Yes. An open surface is either a finitely punctured surface or one has infinitely generated homology groups. A very light sketch is to pick an exhaustion by compact connected submanifolds; at each stage you're either gluing on cylinders, capping off boundary components with discs (or in the nonorientable case Mobius bands), or increasing the genus. If your homology is finitely generated, then your genus is finite, so eventually you're only adding on punctured spheres or capping off components; then show that adding punctured spheres without capping stuff off increases the rank of the homology, bounding the number of ends you can have.

A more precise argument in the case of $\pi_1 = 0$ is given here. You can modify the argument for the case of finitely-generated $H_1(\Sigma;\Bbb Z/2)$.

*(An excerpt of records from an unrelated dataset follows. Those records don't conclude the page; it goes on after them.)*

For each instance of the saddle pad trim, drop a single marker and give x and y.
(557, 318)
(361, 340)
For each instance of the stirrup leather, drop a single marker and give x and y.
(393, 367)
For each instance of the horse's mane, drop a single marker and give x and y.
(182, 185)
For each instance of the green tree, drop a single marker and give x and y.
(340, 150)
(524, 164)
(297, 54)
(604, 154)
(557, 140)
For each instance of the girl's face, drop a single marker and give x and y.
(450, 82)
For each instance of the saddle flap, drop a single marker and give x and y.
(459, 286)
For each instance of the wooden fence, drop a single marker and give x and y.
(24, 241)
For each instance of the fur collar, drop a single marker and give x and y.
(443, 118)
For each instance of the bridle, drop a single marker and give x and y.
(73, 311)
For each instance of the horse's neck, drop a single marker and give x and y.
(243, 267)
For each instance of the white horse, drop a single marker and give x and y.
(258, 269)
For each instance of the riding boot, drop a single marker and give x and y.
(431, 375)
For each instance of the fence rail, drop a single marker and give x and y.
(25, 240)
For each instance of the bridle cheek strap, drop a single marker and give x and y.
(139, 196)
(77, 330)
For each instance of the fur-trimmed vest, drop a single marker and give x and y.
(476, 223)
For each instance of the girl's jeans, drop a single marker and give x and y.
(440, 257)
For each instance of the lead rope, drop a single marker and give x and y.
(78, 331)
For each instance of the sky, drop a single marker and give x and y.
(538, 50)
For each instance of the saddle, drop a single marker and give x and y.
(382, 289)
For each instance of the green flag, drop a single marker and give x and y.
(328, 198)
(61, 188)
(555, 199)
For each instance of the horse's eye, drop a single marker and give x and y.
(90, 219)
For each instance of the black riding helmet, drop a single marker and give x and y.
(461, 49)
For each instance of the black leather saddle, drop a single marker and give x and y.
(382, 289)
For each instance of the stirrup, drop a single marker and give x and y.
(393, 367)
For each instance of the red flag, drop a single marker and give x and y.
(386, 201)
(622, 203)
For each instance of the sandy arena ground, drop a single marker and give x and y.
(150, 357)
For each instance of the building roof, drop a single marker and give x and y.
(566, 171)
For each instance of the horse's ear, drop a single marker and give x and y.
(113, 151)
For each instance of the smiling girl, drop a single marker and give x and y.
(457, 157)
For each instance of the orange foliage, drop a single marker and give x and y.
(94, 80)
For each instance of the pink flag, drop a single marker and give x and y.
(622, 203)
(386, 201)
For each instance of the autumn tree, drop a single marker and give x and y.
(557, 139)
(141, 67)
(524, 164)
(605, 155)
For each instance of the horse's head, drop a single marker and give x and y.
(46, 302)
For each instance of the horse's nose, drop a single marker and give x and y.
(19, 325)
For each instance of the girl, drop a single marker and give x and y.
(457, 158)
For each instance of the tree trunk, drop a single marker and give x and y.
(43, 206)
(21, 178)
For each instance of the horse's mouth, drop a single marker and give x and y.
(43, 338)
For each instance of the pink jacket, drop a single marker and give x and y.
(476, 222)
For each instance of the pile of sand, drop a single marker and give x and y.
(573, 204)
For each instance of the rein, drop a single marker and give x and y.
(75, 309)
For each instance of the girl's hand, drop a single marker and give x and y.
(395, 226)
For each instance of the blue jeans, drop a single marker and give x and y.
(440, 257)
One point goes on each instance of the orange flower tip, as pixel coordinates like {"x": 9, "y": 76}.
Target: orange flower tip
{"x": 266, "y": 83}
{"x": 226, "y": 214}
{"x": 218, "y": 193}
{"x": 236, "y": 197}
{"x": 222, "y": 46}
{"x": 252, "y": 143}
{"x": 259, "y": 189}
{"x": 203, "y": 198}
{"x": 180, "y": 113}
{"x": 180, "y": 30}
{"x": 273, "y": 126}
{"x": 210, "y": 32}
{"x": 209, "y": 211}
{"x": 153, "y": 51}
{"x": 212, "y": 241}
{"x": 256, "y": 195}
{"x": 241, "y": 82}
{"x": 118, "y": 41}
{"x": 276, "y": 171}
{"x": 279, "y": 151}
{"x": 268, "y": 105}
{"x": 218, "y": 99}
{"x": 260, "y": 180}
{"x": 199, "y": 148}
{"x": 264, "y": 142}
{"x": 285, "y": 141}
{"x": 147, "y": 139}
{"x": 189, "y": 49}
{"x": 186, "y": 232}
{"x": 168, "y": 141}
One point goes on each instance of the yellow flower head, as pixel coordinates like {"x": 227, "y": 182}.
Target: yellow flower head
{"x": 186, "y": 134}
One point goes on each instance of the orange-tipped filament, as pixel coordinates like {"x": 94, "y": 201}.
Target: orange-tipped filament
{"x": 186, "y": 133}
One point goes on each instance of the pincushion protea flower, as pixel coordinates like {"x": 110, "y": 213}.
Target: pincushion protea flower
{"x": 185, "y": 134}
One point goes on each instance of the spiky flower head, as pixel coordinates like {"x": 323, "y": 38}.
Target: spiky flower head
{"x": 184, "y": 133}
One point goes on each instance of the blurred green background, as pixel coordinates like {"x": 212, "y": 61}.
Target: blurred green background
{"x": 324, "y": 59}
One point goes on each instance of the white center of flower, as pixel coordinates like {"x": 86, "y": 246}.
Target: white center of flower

There is a classification of open surfaces following similar ideas: they are classified by their genus, whether or not they're orientable, and some data about precisely how they're noncompact: their space of ends, their space of non-orientable ends, and their space of ends with genus. If the fundamental group is finitely generated, it can't have any non-orientable ends or ends with genus; these contribute an infinitely generated summand to first homology. (This is why it's nice to work with homology instead of fundamental groups: Having an infinitely generated subgroup is ok, but not if you're abelian!)

At this point, we know that our surface is of finite genus, but it still might have a complicated space of ends (each end being genus zero). Each end contributes to homology: a manifold with at least $n$ ends has homology of rank at least $n-1$. So you had better have finitely many. Thus, you're a finitely punctured closed surface.